João Campos e Jefferson correm o risco de serem derrotados para senador e deputado federal? É possível. Mas política é irmã de se correr risco

O Republicanos é um partido forte em Goiás. Conta a Prefeitura de Goiânia, com Rogério Cruz. A capital é um mini-Estado, praticamente autossuficiente — praticamente como uma cidade feudal. O partido tem um deputado federal, João Campos — um dos porta-vozes da Igreja Assembleia de Deus no Estado (e com forte presença na Polícia Civil (ele é delegado licenciado) —, e um deputado estadual, o pastor Jefferson Rodrigues, representante da Igreja Universal. Os dois vereadores mais votados da capital, Isaías Ribeiro (9.323 votos) e Sargento Novandir (7.247 votos), são filiados ao partido (a título de comparação: o presidente da Câmara Municipal, Romário Policarpo, foi eleito com 4.541 votos).

Dada sua estrutura, poderosa, o Republicanos luta para ser protagonista em 2022 — o que, além de lógica, é um direito do partido, de seus líderes.

João Campos e Jefferson Rodrigues, deputados federal e estadual: nomes fortes do partido Republicano em Goiás | Fotos: Reproduções

João Campos pretende disputar mandato de senador e Jefferson Rodrigues postula uma vaga na Câmara dos Deputados. São dois nomes consistentes.

Parlamentar atuante, com forte presença em Brasília, João Campos gostaria de ser candidato na chapa majoritária do governador Ronaldo Caiado. Entretanto, se não houver espaço, pode disputar na chapa de Gustavo Mendanha (sem partido), segundo Jefferson Rodrigues.

Dado o fato de ter o prefeito Rogério Cruz, que opera uma estrutura gigante — uma máquina poderosa —, tanto João Campos quanto Jefferson Rodrigues são candidatos fortes.

Se permanecer na base do governador Ronaldo Caiado, há a possibilidade de o partido Republicanos eleger pelo menos dois deputados federais — exatamente seus principais líderes, João Campos e Jefferson Rodrigues

Há drummonds no meio caminho. Como não há coligações partidárias, se João Campos não disputar mandato de deputado, o Republicanos terá condições de eleger Jefferson Rodrigues para deputado? É possível, desde que o partido apresente uma chapa com pelo menos cinco candidatos ao Parlamento com votação média. Se tais postulantes aparecerem, aí, sim, o pastor poderá ser eleito. Porém, sozinho, dificilmente terá entre 160 mil e 180 mil votos para se eleger. João Campos (certamente mais popular do que o pastor) obteve 106.014 votos em 2018, ficando em quinto lugar (entre 17 eleitos). Quer dizer, mesmo com uma votação expressiva, foi eleito graças às coligações partidárias — o que não se terá em 2022.

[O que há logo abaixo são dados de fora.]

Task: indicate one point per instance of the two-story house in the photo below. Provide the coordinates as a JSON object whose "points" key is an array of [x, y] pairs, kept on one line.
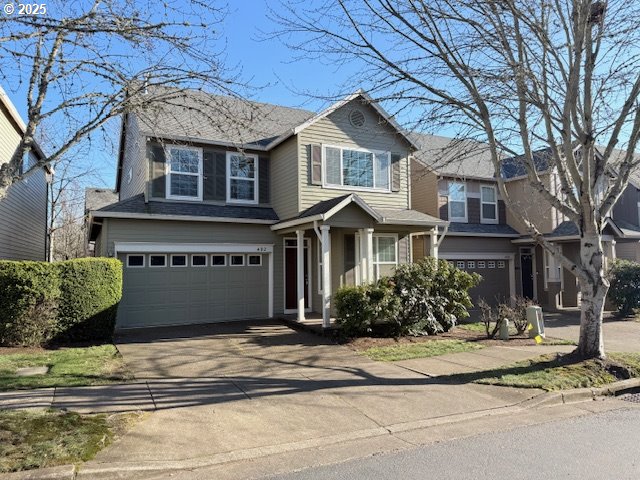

Então, apesar de toda a força do Republicanos, não será fácil eleger um deputado em 2022. Ao mesmo tempo, se candidato a senador, João Campos terá dificuldade de ser eleito na chapa de Mendanha.

O Republicanos corre o risco, portanto, de não eleger um senador e de perder um deputado federal. O que certamente deixará a cúpula — leia-se deputado federal Marcos Pereira, presidente nacional — insatisfeita com a liderança do partido em Goiás.

Como se sabe, o Republicanos, como quaisquer outros partidos, prefere eleger deputados federais. Porque é o número de deputados que garante o Fundo Partidário, o Fundo Eleitoral e o tempo de televisão dos partidos. Se permanecer na base de Ronaldo Caiado, há a possibilidade de a legenda eleger pelo menos dois deputados federais — exatamente João Campos e Jefferson Rodrigues.

Entretanto, quem se torna político precisa correr riscos. Por isso, apesar do “alerta”, é possível que o Republicanos saia da base do governador Ronaldo Caiado.